Welcome Popup disabled (visible only in edit mode)
President's remarks | 21 April 2020

Joint Statement by FAO, IFAD, WFP and the World Bank on COVID-19 Impacts on Food Security and Nutrition on the occasion of the Extraordinary G20 Agriculture Ministers' Meeting

The COVID-19 pandemic has led to dramatic loss of human life across the world and presents an unprecedented challenge with deep social and economic consequences, including compromising food security and nutrition. Responses need to be well coordinated across the world, including by the G20 and beyond, to limit impacts, end the pandemic and prevent its recurrence.

The pandemic is already affecting the entire food system. Restrictions on movement within and across countries can hinder food-related logistic services, disrupt entire food supply chains and affect the availability of food. Impacts on the movement of agricultural labor and on the supply of inputs will soon pose critical challenges to food production, thus jeopardizing food security for all people, and hit especially hard the people living in the poorest countries.

Agriculture and its food-related logistic services should be considered as essential. Increased efforts are needed to ensure that food value chains function well and promote the production and availability of diversified, safe and nutritious food for all. In doing this, it is necessary to give precedence to the health of consumers and workers, adhering to safety measures, such as testing, physical distancing and other hygienic practices.

Currently, the world food market is well supplied and all countries, particularly those with prominent trade shares, need to ensure that it remains a stable, transparent and reliable source of food. During the 2007-08 food price crisis, panic-driven policy responses, such as export bans and rapid escalation in food stock procurement through imports, exacerbated market disruptions.

While food supplies were tighter because of weather shocks globally in 2007-08, this behavior stretches the balance between global food supply and demand, increasing price volatility and ultimately contributing to it. These immediate impacts proved extremely damaging for low-income food-import-dependent countries, and to the efforts of humanitarian organizations to procure supplies.

Countries need to work together to strengthen cooperation during this pandemic that is affecting all regions of the world. It is important to ensure that policies, such as short-term measures to restrict trade, do not distort global markets.

Collective action is needed to ensure that markets are well-functioning, and that timely and reliable information on market fundamentals is available to all. This will reduce uncertainty and allow producers, consumers, traders and processors to make informed production and trade decisions and contain panic behavior in global markets.

The Agricultural Market Information System – a G20 initiative that combines the expertise of ten International Organizations with the information provided by countries with a high share in world food trade – is monitoring world supply and price developments.

The devastating economic impacts of COVID-19 reinforce the need for investments that prevent future outbreaks of such infectious diseases, recognizing the interconnections between people, animals, plants and their shared environment – the One Health approach.
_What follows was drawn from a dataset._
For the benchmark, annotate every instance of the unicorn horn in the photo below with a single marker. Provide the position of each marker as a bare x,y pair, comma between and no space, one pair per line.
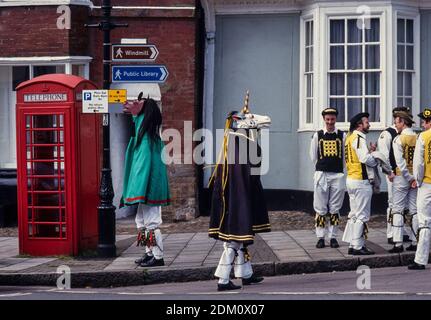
245,108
Continued attention is necessary to strengthen the resilience of food systems to such disease outbreaks and also to other shocks.

As the pandemic slows down economies, access to food will be negatively affected by income reductions and loss of employment, as well as availability of food in local markets. Efforts should focus on supporting access to food for the poor and the vulnerable and those whose income is most affected. Implementing adequate social protection measures, such as cash transfers, and investing in early recovery efforts in response to COVID-19 is critical to saving both lives and livelihoods. Ensuring that these measures reach everyone will be key to avoiding further spread of poverty and hunger.

Countries with existing humanitarian crises are particularly exposed to the effects of the pandemic. Its effects could be even stronger in those countries that are already facing exceptional emergencies with direct consequences for agriculture, including those due to ongoing or emerging conflict and climate shocks or desert locust outbreaks.

The pandemic is likely to have significant repercussions on the delivery of humanitarian and recovery assistance. Maintaining ongoing humanitarian assistance to vulnerable groups and adapting to potential COVID-19 impacts is critical. Investment is needed to accelerate recovery efforts and build resilience of vulnerable populations, coordinating our efforts with all partners, including with the UN framework for the immediate socio-economic response to COVID-19.

Decisive collective action is needed now to ensure that this pandemic does not threaten food security and nutrition, and to improve resilience to future shocks. On this, we highlight the 2021 Food Systems Summit as an opportunity to drive transformative action and contribute to the UN Decade of Action to deliver the SDGs by 2030.